Note that functions 1. and 2. are actually the same functions called with different flags (ENCODE or GETOPT). This is because the GETOPT part of the code gets options (parameters) from the command line (typed by the user) which will be needed when in the ENCODE part of the function is called. These parameters are made function static variables. They are set when the encode(,,GETOPT) call is made and used in future calls with the encode(,,ENCODE) call. Thus these parameters do not need to be passed to the function, they are "read" by the function and stored inside the function as static variables which remain there for future use.

To enable the encode(argc, argv, GETOPT) function to read (or scan) the command line, it is passed the pointer argv as well as the argument count argc which represent the entire command line. Finding where the language specific options start is easy since optind should point to the first one. The program getopt_long() is used for this scanning. This is a free-ware program which is may not be available in older versions of C compilers for MS DOS (such as Turbo C++). The main() program also scans the command line for user supplied parameters common to all font types: 1. The name of the pattern file to open 2. Should null padding be added to the softfont and if so, how much? 3. Should the pattern file be read as standard input ?

Since there would be a name conflict is say all encode() functions for various types of font had the same name (in the same file) they are given prefixes. For example font for Wyse terminals is encoded using WyseEncode(). When this function is called from the main() program for any type of font, the call is always the same: (* encodeChP) (argc, argv, ...). encodeChP stands for "Encode-Ch-Pointer" If we were encoding font for a Wyse terminal, encodeChP would point to WyseEncode. (* encodeChP) is the actual function (dereferenced).

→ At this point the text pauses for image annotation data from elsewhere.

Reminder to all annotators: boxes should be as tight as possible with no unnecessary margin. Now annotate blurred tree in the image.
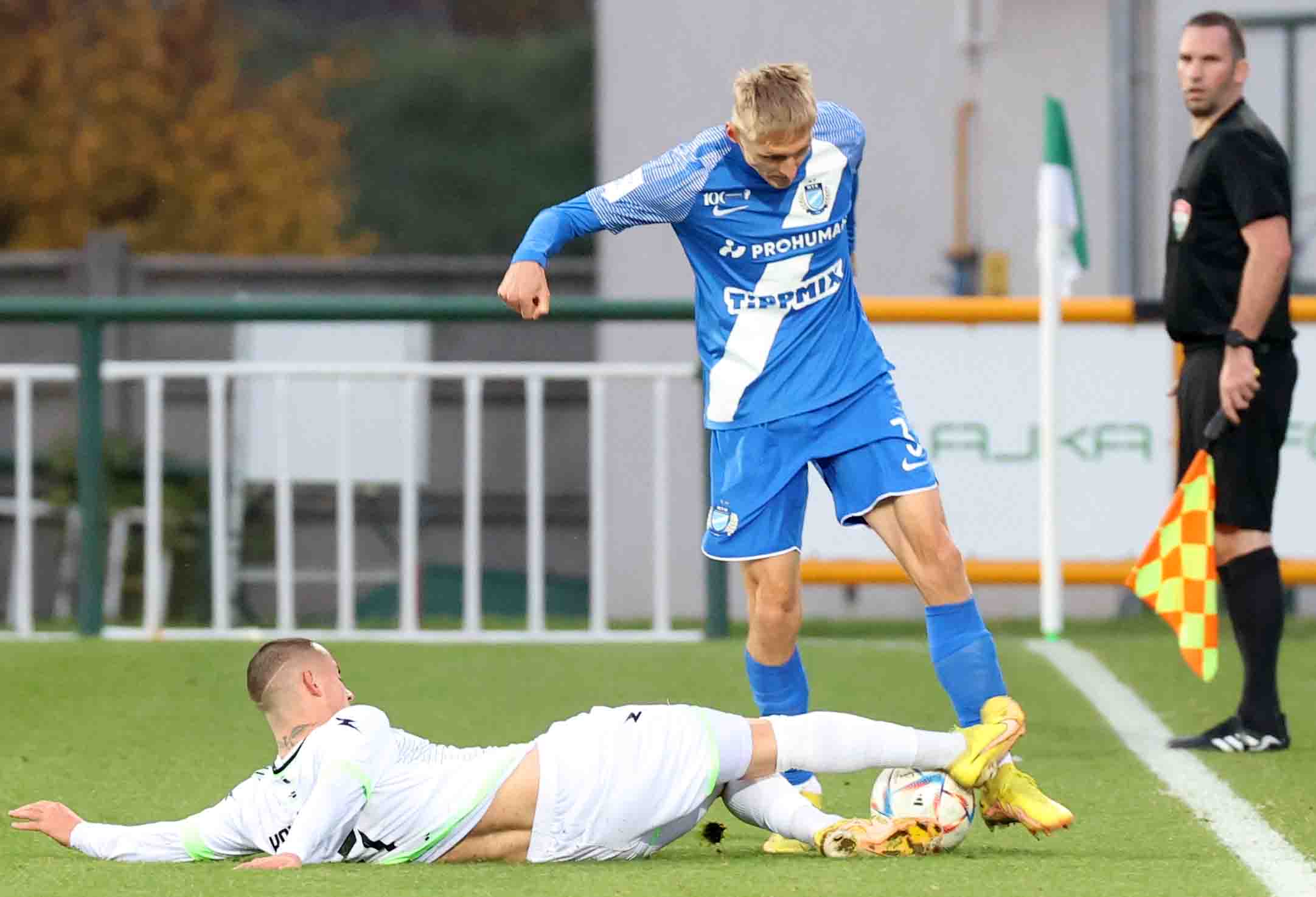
[0,0,374,254]
[330,29,594,254]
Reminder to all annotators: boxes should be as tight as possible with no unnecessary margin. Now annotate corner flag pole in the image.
[1037,224,1065,638]
[1037,96,1087,639]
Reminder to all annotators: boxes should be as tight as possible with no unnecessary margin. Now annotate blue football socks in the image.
[924,595,1006,726]
[745,648,813,785]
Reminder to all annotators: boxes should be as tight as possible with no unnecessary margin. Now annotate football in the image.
[869,768,978,851]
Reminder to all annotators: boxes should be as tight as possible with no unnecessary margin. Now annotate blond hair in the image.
[732,62,818,139]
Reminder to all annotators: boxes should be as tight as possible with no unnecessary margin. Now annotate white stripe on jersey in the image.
[705,139,848,424]
[782,138,854,231]
[707,253,813,423]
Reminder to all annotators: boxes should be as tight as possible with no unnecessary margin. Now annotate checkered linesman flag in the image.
[1124,412,1225,682]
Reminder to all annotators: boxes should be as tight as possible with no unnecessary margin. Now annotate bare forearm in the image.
[1229,250,1289,338]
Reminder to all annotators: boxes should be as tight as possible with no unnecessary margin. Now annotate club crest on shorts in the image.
[708,502,740,536]
[800,178,830,215]
[1170,199,1192,240]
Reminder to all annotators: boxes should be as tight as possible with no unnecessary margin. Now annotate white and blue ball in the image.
[869,767,978,851]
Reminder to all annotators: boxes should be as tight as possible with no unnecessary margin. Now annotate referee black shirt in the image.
[1165,100,1297,344]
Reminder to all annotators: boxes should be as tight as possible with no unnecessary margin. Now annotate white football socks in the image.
[767,710,966,772]
[722,776,841,844]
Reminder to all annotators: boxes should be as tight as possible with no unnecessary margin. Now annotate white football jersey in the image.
[70,706,533,863]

The situation is similar for all of the above listed 5 functions (actually 4 functions since encode() incorporates two functions in one. Now before one may use these pointer-to-functions in the main() code, these pointers must be assigned to point to the correct functions in encode.c. This is done by calling from main() to a function in encode.c: set_Fptrs (Set Function Pointers) to set up these pointers. In the call the addresses of pointers such as encodeChP are passed as parameters and set_Fptrs puts the correct pointer into these address. Thus the parameter is actually a pointer to a pointer. For the encode function the declaration of this parameter is: char * (*(*encodeCh))(). This "simply" says that encodeCh is a pointer to a pointer to a function that returns a string (= a pointer to a character). Note that the actual encode() function takes 3 parameters but they are not shown here. One says that encodeF is a pointer to a pointer-to-function; such function returning a string pointer (a pointer to a char).

The main() program sends the name for the device language to set_Fptrs so that set_Fptrs knows how to make the function pointer assignments. This language name should be given by the user on the command line. But what if someone doesn't know the name? By typing just "pat2sf" with no parameters a usage message is display which shows how to ask for a list of such codes. --help list will show a list of the languages supported. ---help wyse will display the usage() message for Wyse font. It is may not be a great deal of help but it is better than nothing.

Variables common to the encode.c file are divided into two categories: file variables valid only in this file (static) and global variables which represent data supplied to this file from the main file. The use of function pointers and information hiding using static file variables is sort of an object-oriented approach. The 5 functions for a particular type of font and the file-static variables used by these functions are nearly equivalent to an object in C++.